When we were kids, making friends was easy.  Well, somewhat easy.  Ok, maybe not that easy.  But at least the opportunities were more plentiful.  We had school, after-school activities, clubs, summer camps, and so on.  We had natural social activities that were meant for making friends.  So, while it can be scary to approach new people and make new friends, at least we had places that would allow us to do that.

As we get older, it gets more difficult to meet new people.  There aren’t as many naturally occurring “friend making” places for us.  Work, yeah, but sometimes it’s best to keep work and social life separate. And the ability to approach someone and simply say “Hi, my name is  ….” becomes more nerve-wracking.

After high school, and maybe even after college, we hopefully had our group of core friends to hang out with. So together, we would go out to clubs, and try to meet more people.  But did we really meet and make many lasting friendships out in clubs?  Probably not.  Or at least, not many.

And then, a lot of people that we were friends with when younger may have met their “significant others” in college or grad school or shortly thereafter.  So they went on to a different social arena.  The “couples” arena.  They may have hung out with us, their single friends, from time to time.
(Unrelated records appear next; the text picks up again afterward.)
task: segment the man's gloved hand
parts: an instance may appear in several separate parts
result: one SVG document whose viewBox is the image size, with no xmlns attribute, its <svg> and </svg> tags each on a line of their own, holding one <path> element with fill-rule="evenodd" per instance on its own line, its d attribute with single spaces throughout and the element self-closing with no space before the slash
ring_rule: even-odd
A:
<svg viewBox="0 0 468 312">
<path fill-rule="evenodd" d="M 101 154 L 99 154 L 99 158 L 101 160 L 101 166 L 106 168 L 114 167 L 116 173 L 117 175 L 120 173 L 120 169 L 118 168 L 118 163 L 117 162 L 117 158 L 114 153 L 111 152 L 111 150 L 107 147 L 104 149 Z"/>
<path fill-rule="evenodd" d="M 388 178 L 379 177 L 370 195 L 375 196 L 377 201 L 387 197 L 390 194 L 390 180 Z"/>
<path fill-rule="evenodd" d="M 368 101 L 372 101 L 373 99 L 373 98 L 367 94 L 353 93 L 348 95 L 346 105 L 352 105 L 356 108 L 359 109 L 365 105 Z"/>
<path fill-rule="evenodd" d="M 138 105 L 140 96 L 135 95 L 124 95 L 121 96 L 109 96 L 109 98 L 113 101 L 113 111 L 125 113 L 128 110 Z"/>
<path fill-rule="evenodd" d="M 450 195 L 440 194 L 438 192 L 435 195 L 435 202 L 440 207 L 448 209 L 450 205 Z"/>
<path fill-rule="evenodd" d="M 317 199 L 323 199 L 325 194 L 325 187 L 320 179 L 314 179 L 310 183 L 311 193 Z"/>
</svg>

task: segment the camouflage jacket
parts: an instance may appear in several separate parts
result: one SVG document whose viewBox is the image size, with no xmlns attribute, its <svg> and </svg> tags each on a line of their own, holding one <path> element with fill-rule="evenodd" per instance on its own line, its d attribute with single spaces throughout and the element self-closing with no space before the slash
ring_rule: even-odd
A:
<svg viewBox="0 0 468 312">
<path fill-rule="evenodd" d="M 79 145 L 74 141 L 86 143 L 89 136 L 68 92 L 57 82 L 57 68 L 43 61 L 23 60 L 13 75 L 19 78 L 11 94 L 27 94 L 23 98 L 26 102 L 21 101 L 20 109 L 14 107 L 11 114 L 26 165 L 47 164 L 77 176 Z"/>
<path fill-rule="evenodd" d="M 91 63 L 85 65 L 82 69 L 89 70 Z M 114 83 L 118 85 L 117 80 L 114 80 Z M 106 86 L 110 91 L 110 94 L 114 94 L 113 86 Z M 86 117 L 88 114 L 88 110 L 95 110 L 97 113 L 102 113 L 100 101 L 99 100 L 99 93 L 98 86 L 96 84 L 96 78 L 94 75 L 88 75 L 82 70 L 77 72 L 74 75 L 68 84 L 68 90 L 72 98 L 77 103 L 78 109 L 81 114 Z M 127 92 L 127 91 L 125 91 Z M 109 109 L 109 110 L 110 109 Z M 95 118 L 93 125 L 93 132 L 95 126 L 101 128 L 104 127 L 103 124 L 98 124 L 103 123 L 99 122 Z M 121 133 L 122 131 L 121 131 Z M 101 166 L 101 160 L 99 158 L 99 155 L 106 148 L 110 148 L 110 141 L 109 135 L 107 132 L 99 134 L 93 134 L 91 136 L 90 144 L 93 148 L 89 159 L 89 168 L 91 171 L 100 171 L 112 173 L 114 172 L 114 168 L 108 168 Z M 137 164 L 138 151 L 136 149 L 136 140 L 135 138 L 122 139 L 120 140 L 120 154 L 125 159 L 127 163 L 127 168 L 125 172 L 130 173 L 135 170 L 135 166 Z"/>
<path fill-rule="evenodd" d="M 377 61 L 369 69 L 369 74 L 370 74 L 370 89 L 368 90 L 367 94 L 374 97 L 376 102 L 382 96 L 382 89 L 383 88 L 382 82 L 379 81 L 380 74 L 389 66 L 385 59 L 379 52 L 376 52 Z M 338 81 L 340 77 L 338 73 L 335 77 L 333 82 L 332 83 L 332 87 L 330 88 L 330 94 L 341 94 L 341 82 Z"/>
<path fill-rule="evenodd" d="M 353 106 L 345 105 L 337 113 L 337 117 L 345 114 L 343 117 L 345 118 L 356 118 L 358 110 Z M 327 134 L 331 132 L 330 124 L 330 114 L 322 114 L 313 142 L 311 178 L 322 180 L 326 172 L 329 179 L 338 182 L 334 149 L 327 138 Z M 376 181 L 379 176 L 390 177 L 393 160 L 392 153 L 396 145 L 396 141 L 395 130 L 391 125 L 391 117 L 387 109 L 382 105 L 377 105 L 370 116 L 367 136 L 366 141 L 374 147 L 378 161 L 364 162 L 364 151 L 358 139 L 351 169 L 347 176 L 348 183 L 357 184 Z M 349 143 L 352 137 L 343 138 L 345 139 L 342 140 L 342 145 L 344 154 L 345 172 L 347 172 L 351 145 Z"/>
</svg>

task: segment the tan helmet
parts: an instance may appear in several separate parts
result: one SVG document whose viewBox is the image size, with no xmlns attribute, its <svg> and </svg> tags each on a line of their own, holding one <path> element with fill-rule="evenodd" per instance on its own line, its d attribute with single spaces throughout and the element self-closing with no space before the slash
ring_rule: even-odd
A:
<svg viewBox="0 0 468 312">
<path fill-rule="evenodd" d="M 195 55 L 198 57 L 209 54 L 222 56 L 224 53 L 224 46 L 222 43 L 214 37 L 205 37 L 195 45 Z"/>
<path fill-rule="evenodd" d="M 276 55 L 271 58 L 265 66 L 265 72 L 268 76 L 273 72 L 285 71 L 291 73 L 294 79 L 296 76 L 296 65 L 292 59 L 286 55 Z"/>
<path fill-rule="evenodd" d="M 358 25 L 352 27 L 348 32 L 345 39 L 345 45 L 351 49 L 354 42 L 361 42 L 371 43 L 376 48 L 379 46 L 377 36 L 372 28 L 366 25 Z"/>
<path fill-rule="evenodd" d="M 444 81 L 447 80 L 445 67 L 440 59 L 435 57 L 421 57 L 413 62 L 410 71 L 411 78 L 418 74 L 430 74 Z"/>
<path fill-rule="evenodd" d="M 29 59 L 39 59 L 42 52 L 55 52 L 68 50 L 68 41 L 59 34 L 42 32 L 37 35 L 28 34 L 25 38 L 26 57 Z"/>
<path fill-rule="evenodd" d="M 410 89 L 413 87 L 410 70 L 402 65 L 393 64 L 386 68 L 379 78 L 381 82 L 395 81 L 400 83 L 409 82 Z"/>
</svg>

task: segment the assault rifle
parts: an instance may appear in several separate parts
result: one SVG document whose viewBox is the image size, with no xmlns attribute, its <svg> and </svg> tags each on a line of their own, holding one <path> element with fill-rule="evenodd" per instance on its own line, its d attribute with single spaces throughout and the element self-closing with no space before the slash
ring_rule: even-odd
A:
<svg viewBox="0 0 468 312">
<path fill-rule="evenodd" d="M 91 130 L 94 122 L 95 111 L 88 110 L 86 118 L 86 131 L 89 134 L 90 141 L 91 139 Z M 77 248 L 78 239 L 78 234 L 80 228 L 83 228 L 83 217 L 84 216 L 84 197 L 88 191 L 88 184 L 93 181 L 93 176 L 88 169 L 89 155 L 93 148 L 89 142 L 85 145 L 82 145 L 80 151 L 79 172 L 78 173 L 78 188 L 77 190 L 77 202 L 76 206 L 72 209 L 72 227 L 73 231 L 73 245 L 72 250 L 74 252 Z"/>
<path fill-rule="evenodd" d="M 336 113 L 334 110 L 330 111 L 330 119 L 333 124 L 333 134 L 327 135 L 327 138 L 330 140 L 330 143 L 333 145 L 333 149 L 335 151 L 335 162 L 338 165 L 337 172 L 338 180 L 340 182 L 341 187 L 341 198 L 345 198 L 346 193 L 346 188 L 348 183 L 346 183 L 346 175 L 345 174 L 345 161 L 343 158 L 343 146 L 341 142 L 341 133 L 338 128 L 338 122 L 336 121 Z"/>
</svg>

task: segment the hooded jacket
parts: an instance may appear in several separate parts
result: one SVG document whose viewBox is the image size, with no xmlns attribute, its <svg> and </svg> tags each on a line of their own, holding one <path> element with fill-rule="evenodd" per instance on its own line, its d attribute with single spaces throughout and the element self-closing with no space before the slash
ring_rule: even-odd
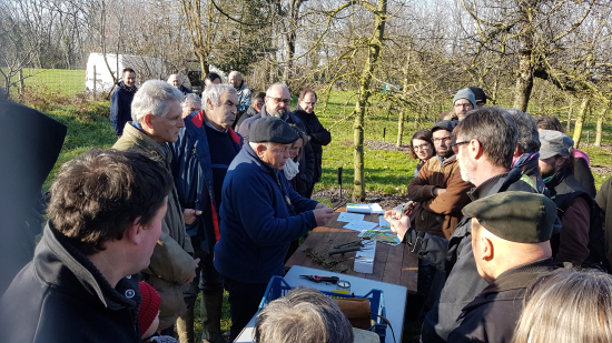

But being a “couple” meant that the single friend was the “third wheel” and it became easier to hang out with other couples.  Then their kids came along and now the couples were “families” and they were spending most of their time juggling their kids’ social schedules.  So while they are still friends of our, they are more likely not the people we’ll spend most of our time with, if we’re still single.

So those of us who are still single find ourselves in a smaller universe.  At least it is smaller if we stuck just to our age bracket.  If we pushed the slider a bit in either direction, we could hang out with more people. That is, until they may enter the “couples” or “families” arenas.

But where do we go to meet others?  I am not really looking to go out clubbing.  It’s not that I don’t like to dance, but it hasn’t really changed from when I was younger and would go out clubbing. I wasn’t making new friends. If anything, I may meet some guy and maybe we’d exchange numbers and maybe we’d go out.  But I didn’t really make “friends” by going clubbing.

For me, thankfully, I found Meetup.com.  I have met so many people through that site who are new friends.  Good friends.  “Silver-on-the-way-to-becoming-gold” friends. People I love to spend time with!  These are friends of all nationalities, races, ages, religions.  What do we have in common (other than being members of Meetup)?  Well, we all probably want to make new friends.  Yes, we’re definitely keeping the old friends.  But we find new friends to spend time with, to experience new things with. 


I don’t think I’ll ever stop making new friends.  And my cache of “gold” friends keeps getting bigger!  So I’m getting “rich” with both silver and gold …. friends, that is.  Wouldn’t that be nice if it were also just plain old silver and gold?  But if I had a choice, I’d take the friends over the metals!  They are much more valuable!!